4) PAŃSTWO SPOŁECZNE
- „Antykoncepcja i in vitro nie są wspierane przez państwo”. prawda że dramat? ktoś kto się bzykać bez ryzyka wpadki sam musi zapłacić za gumkę albo pigułkę? czyż to nie straszne???? i to in vitro… jak starszej pani odwali na starość i nagle zechce zostać mamuśką to sama ma za to płacic? toż to nieludzkie!!!!
- „dostęp do środków antykoncepcyjnych za darmo” – jasne że firmy farmaceutyczne będą ZA DARMO produkować i rozdawać owe środki (a pewnie potem również za darmo będą paniom – którym się uwidzi dziecko po 20 latach antykoncepcji – fundować in vitro? hehe…)

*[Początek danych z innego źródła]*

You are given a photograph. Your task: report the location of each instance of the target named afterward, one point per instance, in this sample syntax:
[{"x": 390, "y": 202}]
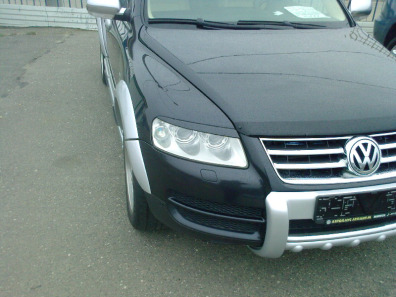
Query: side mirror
[
  {"x": 106, "y": 9},
  {"x": 360, "y": 8}
]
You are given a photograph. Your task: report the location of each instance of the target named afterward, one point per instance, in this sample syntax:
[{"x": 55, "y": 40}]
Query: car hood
[{"x": 287, "y": 82}]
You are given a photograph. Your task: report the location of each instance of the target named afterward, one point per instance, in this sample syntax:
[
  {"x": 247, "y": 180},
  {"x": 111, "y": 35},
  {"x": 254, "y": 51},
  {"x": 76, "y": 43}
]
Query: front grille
[{"x": 323, "y": 160}]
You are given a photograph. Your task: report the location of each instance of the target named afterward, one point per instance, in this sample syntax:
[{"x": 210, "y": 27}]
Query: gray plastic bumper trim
[{"x": 285, "y": 206}]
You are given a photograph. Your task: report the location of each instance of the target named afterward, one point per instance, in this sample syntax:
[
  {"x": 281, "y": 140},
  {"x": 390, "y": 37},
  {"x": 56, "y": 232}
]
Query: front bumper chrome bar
[{"x": 284, "y": 206}]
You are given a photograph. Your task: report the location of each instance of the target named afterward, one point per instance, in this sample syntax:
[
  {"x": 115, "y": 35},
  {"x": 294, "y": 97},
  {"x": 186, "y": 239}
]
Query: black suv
[
  {"x": 385, "y": 26},
  {"x": 269, "y": 123}
]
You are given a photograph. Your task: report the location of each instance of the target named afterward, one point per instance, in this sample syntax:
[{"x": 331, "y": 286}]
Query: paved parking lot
[{"x": 63, "y": 224}]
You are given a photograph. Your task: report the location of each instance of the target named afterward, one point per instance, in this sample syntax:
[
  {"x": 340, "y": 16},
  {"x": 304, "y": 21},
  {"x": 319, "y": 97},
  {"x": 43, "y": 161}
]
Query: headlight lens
[{"x": 198, "y": 146}]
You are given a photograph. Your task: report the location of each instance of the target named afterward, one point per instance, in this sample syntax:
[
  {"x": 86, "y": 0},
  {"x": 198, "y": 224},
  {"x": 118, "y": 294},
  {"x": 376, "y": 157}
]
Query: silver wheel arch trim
[{"x": 130, "y": 135}]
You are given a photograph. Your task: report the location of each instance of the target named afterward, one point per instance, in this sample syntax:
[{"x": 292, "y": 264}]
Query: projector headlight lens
[{"x": 198, "y": 146}]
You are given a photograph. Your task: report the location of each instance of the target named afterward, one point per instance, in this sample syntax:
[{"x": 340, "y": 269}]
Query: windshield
[{"x": 234, "y": 11}]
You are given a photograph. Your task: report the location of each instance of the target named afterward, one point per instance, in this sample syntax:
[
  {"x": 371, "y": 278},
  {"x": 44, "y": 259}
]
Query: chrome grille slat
[
  {"x": 388, "y": 160},
  {"x": 310, "y": 152},
  {"x": 323, "y": 160},
  {"x": 305, "y": 166},
  {"x": 387, "y": 146}
]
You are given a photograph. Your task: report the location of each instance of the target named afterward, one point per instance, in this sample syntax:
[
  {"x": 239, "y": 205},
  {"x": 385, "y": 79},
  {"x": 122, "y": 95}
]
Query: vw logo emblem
[{"x": 364, "y": 155}]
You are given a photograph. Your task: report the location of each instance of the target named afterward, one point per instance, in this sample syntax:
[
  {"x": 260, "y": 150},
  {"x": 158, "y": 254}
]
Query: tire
[
  {"x": 103, "y": 69},
  {"x": 138, "y": 210},
  {"x": 392, "y": 46}
]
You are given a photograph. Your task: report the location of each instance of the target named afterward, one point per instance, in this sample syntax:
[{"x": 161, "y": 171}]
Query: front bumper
[
  {"x": 238, "y": 206},
  {"x": 281, "y": 207}
]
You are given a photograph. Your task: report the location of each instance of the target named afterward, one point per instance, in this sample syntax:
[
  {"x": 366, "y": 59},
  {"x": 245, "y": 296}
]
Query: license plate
[{"x": 355, "y": 208}]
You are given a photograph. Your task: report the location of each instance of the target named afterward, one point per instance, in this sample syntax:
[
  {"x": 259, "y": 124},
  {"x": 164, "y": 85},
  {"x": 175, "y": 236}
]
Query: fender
[{"x": 129, "y": 134}]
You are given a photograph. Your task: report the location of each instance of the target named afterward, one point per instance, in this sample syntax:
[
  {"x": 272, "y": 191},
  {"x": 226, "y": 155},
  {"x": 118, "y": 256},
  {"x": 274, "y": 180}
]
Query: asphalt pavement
[{"x": 63, "y": 224}]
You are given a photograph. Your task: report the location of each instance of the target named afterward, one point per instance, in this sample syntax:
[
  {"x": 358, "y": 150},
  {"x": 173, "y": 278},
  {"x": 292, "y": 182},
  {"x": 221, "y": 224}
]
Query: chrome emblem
[{"x": 364, "y": 155}]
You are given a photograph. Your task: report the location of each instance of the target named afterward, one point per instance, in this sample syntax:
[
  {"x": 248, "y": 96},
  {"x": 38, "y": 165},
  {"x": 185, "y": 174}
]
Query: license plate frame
[{"x": 354, "y": 208}]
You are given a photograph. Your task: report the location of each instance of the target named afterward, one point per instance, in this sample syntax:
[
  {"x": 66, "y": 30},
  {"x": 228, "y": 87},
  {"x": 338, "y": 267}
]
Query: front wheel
[
  {"x": 392, "y": 46},
  {"x": 138, "y": 210}
]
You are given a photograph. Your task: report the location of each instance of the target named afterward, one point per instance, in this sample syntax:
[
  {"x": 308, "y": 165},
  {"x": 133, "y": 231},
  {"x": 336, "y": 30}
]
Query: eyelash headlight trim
[{"x": 198, "y": 146}]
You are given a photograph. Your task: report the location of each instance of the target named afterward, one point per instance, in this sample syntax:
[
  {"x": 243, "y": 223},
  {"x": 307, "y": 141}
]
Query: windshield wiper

- „Tylko 2,6% dzieci korzysta ze żłobków” – też dramat no nie? te głupie matki nie chcą oddawać dzieci w „fachowe” ręce i zapieprzać na kasie w biedronce tylko zachciewa im się siedzieć z bachorami… ale na szczęście jest p-kmiot, który (najpierw po dobroci, a jak to nie pomoże to na pewno jakiś kij się znajdzie) zachęci kobiety by od razu po urodzeniu oddawały dzieci do żłobków gdzie fachowi urzędnicy (alo alo a jak to się ma do postulatu ograniczania biurokracji przecież te żłobki i przedszkola pewnie będzie finansowane z podatków?!)

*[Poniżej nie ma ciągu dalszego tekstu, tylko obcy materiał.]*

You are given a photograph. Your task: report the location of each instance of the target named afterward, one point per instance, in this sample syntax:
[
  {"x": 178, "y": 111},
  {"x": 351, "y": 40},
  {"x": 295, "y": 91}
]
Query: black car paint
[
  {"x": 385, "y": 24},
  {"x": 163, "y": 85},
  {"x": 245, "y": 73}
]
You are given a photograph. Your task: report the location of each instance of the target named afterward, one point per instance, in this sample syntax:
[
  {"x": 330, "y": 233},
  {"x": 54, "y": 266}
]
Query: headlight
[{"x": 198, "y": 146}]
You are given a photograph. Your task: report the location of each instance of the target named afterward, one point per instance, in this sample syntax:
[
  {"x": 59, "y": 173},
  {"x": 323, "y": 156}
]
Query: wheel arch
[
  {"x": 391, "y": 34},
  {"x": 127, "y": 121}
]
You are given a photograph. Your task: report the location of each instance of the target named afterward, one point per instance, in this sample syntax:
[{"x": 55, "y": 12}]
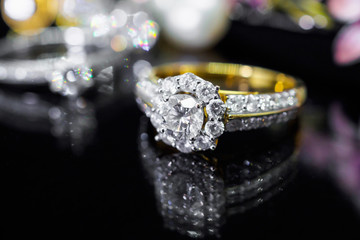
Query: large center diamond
[{"x": 184, "y": 118}]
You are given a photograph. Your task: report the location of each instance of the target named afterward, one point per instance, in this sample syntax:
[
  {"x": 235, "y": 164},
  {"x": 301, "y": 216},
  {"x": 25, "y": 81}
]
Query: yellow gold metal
[{"x": 237, "y": 79}]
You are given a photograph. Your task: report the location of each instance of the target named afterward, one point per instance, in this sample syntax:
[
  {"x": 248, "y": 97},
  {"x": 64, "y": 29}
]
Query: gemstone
[
  {"x": 264, "y": 102},
  {"x": 156, "y": 120},
  {"x": 168, "y": 85},
  {"x": 214, "y": 128},
  {"x": 216, "y": 107},
  {"x": 236, "y": 103},
  {"x": 184, "y": 118},
  {"x": 202, "y": 143},
  {"x": 205, "y": 92},
  {"x": 252, "y": 104}
]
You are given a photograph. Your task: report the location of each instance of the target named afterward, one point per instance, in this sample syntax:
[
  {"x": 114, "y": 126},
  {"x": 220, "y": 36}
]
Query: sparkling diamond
[
  {"x": 252, "y": 104},
  {"x": 206, "y": 92},
  {"x": 168, "y": 85},
  {"x": 156, "y": 120},
  {"x": 214, "y": 128},
  {"x": 264, "y": 102},
  {"x": 236, "y": 103},
  {"x": 275, "y": 101},
  {"x": 202, "y": 143},
  {"x": 216, "y": 107},
  {"x": 184, "y": 117}
]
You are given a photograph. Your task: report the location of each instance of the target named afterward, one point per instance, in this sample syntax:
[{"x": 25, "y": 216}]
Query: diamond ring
[{"x": 191, "y": 113}]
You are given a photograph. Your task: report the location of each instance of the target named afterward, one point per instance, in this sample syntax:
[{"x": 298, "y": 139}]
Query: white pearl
[{"x": 193, "y": 24}]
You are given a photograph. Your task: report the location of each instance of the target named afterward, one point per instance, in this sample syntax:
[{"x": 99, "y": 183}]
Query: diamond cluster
[
  {"x": 256, "y": 103},
  {"x": 249, "y": 123},
  {"x": 187, "y": 113}
]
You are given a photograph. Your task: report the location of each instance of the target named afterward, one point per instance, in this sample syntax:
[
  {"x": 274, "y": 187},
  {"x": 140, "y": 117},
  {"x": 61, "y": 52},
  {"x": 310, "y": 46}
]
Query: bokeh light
[{"x": 29, "y": 17}]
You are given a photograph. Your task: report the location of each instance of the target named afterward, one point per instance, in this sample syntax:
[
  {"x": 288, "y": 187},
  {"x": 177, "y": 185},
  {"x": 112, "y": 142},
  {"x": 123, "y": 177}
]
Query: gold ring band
[{"x": 193, "y": 103}]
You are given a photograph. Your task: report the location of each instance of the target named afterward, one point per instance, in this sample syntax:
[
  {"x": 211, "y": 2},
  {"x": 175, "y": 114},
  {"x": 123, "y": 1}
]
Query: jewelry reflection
[{"x": 196, "y": 192}]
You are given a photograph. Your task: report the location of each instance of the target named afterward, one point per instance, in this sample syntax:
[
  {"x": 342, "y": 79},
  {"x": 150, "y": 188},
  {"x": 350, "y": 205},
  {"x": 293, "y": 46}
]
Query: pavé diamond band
[{"x": 190, "y": 113}]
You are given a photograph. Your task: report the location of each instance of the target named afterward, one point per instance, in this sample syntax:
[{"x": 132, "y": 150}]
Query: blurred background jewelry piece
[
  {"x": 196, "y": 193},
  {"x": 65, "y": 58},
  {"x": 191, "y": 105}
]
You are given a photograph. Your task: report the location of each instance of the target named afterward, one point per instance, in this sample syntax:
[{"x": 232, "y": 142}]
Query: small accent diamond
[{"x": 214, "y": 128}]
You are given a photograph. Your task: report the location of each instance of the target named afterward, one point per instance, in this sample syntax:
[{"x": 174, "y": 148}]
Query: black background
[{"x": 49, "y": 192}]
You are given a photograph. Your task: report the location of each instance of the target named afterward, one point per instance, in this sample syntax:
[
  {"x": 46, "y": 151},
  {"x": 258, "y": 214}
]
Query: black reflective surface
[{"x": 92, "y": 181}]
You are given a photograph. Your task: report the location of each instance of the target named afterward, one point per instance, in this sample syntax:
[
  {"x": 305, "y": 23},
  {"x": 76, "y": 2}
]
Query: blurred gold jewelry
[{"x": 29, "y": 17}]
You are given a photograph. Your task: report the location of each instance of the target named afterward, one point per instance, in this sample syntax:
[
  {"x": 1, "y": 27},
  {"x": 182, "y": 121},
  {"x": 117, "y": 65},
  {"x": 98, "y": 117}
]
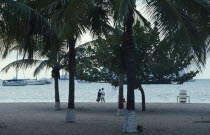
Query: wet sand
[{"x": 101, "y": 119}]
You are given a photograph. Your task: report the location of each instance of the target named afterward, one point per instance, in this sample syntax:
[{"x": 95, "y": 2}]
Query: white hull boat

- problemy kobiet… no tak… faktycznie największym problemem kobiet w Polsce jest brak parytetów w każdej sferze życia… (tak swoją drogą – parytety 50/50 – i pytanie „techniczne” jak będzie nieparzyście to wtedy tniemy? czy zatrudniamy „kobietę płci obojga”)

- darmowy internet… hmmm… darmowy to znaczy? sieć sama się zbuduje i będzie konserwować, naprawiać, modernizować? znaczy się perpetuum mobile??? czy może bedzie to robił urząd ds. nowoczesności i internetu???

5) POLITYKA GOSPODARCZA
- „W ciągu kadencji obecnego rządu nastąpił wzrost podatku VAT z 22% do 23%” – już mi się nie chce, ale może ktoś sprawdzi jak p-kmiot głosował w tej sprawie?

sposoby zmniejszenia deficytu o połowę:
- Zmniejszenie wydatków na armię, Kościół i partie polityczne – poza wojskiem te wydatki to pewnie z nie będzie nawet z 1% budżetu… główne wydatki (o czym pewnie p-kmiot nie wie) to emerytury i renty (i nie chodzi bynajmniej o mundurowe i rolnicze), zdrowie, świadczenia socjalne wszelkiej maści i obsługa długu publicznego…

- uchylenie decyzji Komisji Majątkowej – czyli reforma rolna – reaktywacja??? a może idźmy krok dalej i ogłośmy nacjonalizację majątku biznesmenów (zacznijmy od branży alkoholowej) z koniecznością zwrotu do budżetu wszystkich zysków które wyciągnęli z tych firm (a co sobie mamy żałować?)
- Połączenie ZUS-u i KRUS-u (no tak oszczędności będą gigantyczne… ciekawe czy chociaż zwolnią z połowę z 60 tys. pracowników tych instytucji)
- Likwidacja (…) zasad funkcjonowania wielu działów administracyjnych (hę? a co to za licho?)
- ograniczenie przywilejów emerytalnych służb mundurowych – a wiesz p-kmiocie że to oznacza koniecznośc znacznego podniesienia ich pensji – do tej pory gliniarz dostaje np. 2000 zł (od tego odjąc PIT…) po ograniczeniu przywilejów trzeba będzie mu płacić 3000 zł brutto (bo doliczamy składkę na ZUS)… ergo albo likwidujemy wojsko, policję, straż pożarną, więzienia etc albo wydatki osobowe rosną nam o 50%…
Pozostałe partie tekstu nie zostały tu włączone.